Bu yeni savaşlar, sokak ortalarında linç edilecek “öteki” vücutların üzerine ölümcül etnik-dinsel-mezhepsel yasaları kanla yazmakta…

Fransa’da banliyöler, Yunanistan’da sokaklar, Amerika’da kuleler, Irak’ta topyekûn bir halk, Afganistan’da köyler, Libya’da rafineriler, Suriye’de şehirler, topyekûn bir gençlik ve anaların yürekleri yanmıyor sadece.

Günümüzde kendi inkârcı ve hastalıklı aynılığından başka bir gelecek üretemeyen, kendi kendisiyle özdeş bir “Nihilist Dünya Uygarlık” modeli yanıyor özünde.

Paris’in, Amiens’in banliyölerinde caddeler, arabalar, işyerleri yakılmıyor sadece.

Bugün yeryüzünde “istenmeyenlerin” isyanında, özünde kendini tüketen nihilist bir “aynılık uygarlığı” kendi hayallerini ve geleceğini yakıyor.

Bugün yüryüzünde yanan eşitlikçi ve özgürlükçü evrensel bir demokrasi ve ortak-insanlık fikri değil yalnız…

Bugün anaların yüreklerinde alevler içinde yanıp tutuşan, bu modern zamanın topyekûn gençliği ve gelecek umutları değil sadece.

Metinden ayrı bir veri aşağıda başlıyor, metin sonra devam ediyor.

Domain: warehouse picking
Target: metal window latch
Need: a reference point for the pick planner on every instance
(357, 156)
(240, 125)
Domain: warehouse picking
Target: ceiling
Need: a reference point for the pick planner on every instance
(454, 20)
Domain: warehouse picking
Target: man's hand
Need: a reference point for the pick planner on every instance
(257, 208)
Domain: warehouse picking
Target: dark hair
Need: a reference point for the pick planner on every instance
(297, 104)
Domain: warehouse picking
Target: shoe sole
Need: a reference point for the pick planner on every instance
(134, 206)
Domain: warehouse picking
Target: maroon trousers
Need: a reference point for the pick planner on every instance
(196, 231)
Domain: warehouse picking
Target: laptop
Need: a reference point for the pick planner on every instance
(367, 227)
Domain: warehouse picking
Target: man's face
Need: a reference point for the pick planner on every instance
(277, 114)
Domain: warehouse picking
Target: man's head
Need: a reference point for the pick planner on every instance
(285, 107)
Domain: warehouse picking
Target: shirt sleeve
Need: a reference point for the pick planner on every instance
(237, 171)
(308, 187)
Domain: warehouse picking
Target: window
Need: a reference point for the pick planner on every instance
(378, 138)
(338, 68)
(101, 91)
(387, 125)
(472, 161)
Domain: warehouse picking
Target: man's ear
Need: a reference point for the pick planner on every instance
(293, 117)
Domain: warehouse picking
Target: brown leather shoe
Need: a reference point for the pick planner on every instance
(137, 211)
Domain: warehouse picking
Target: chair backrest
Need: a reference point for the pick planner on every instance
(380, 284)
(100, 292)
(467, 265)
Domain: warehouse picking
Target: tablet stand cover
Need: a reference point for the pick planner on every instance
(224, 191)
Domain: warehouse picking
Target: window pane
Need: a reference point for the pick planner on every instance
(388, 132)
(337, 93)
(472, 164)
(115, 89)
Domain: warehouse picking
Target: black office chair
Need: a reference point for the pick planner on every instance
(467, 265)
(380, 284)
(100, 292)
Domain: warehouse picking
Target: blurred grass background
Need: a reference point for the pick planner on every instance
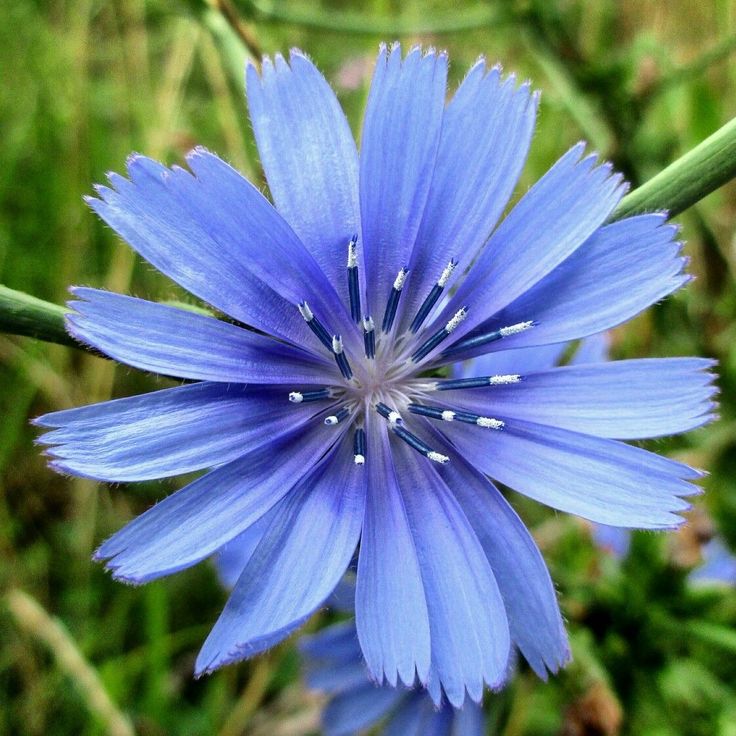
(85, 82)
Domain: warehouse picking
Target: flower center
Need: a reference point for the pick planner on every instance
(385, 379)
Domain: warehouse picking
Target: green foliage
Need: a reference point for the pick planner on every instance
(85, 83)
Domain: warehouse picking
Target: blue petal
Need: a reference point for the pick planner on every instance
(194, 522)
(401, 132)
(522, 576)
(506, 362)
(268, 245)
(598, 479)
(208, 232)
(309, 156)
(593, 349)
(469, 721)
(719, 565)
(487, 127)
(333, 660)
(299, 561)
(612, 539)
(160, 216)
(170, 432)
(357, 709)
(391, 612)
(414, 716)
(621, 270)
(558, 214)
(233, 556)
(467, 618)
(626, 399)
(175, 342)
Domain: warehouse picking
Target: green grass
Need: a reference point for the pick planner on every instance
(85, 83)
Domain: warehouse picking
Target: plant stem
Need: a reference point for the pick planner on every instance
(683, 183)
(688, 179)
(23, 314)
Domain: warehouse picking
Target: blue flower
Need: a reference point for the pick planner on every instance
(325, 422)
(334, 665)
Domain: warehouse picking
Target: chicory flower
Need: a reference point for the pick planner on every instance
(318, 403)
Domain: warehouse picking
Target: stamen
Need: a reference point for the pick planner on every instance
(297, 397)
(359, 446)
(413, 441)
(315, 325)
(440, 335)
(341, 358)
(337, 417)
(393, 299)
(478, 382)
(394, 418)
(434, 412)
(353, 285)
(486, 337)
(433, 296)
(369, 337)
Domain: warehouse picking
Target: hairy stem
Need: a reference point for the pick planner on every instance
(687, 180)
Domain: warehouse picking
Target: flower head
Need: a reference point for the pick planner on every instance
(327, 421)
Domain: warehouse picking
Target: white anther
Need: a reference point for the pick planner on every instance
(352, 254)
(503, 380)
(457, 318)
(445, 276)
(306, 312)
(489, 423)
(400, 278)
(516, 329)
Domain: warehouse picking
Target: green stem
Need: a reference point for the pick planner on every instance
(309, 15)
(687, 180)
(683, 183)
(23, 314)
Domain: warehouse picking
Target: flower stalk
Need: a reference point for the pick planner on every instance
(683, 183)
(702, 170)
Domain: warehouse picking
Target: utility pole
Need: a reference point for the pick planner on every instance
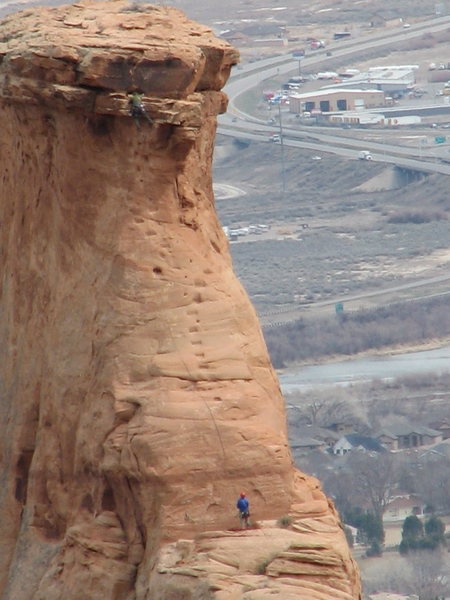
(283, 170)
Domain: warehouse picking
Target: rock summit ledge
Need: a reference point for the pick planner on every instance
(88, 56)
(136, 392)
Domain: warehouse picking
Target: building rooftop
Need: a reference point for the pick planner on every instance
(327, 92)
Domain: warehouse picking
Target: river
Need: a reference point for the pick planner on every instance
(365, 369)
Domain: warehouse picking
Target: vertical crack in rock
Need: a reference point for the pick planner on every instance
(136, 391)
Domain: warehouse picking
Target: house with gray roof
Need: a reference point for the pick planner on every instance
(405, 436)
(354, 441)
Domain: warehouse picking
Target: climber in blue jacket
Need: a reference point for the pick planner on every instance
(243, 507)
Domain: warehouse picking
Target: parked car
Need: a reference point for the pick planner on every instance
(365, 155)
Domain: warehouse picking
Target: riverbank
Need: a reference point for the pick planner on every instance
(426, 360)
(433, 344)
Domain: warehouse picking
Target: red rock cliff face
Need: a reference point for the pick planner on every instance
(136, 391)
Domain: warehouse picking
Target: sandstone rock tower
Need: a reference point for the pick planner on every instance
(137, 397)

Bugün yeryüzünde topyekûn kendi kendini yakmakta olan, her türlü malın ve sermayenin kimliksiz-anonim küresel dolaşımı karşısında, özünde kendi kendisiyle özdeksel aynılık-kimliği saplantısından başka bir politik-demokratik ortak öznellik, bir ortak-insanlık üretememekten hasta düşmüş, özdeksel-kimlikçi-narsis bir reel-pragmatik Nihilist Dünya Uygarlığı fantezisidir!

Küllerinden hangi uygarlık biçimi ve yaşam fikri doğar?

Bilinmez…

Bu, topyekûn yanıp tutuşan zamanın gençliğinin ve gelecek umutlarının neyi aydınlattığına bağlı…

Her türlü etnik-dini-kültürel aidiyetler ve aynılıklar adına yapılan iktidar savaşları, “reel politika” hesapları, prensiplerden yoksun seçim ittifakları mı?

Popülizm-milliyetçilik-dini istismar ile yaratılan vicdan ve akıl tutulmaları mı?

İktidarı ve tebaalarıyla birlikte topyekûn uygun adımlarla yürüyen tek tip toplum fantezileri mi?

Yoksa…

Yaşamı barış ve mutluluk temelinde biçimlendiren demokratik-politik öznelliklerle herkese açık olarak oluşturulan evrensel bir ortak-insanlık paydası mı?

Çoğulcu, eşit ve özgür yurttaşlıklardan oluşan adilane ortak-yaşamlar dünyası mı?

Yani…

Ethnos mu?

Demos mu?

Yani…

Polis mi?

Politeia mı?

 

17 Kasım 2005

Yazar: Metin Gönen

(Bu yazı, ilk olarak 17 Kasım 2005 tarihinde Paris banliyölerini yakan gençlerin isyanı üzerine küresel bir durum değerlendirmesi olarak yazılmıştır.)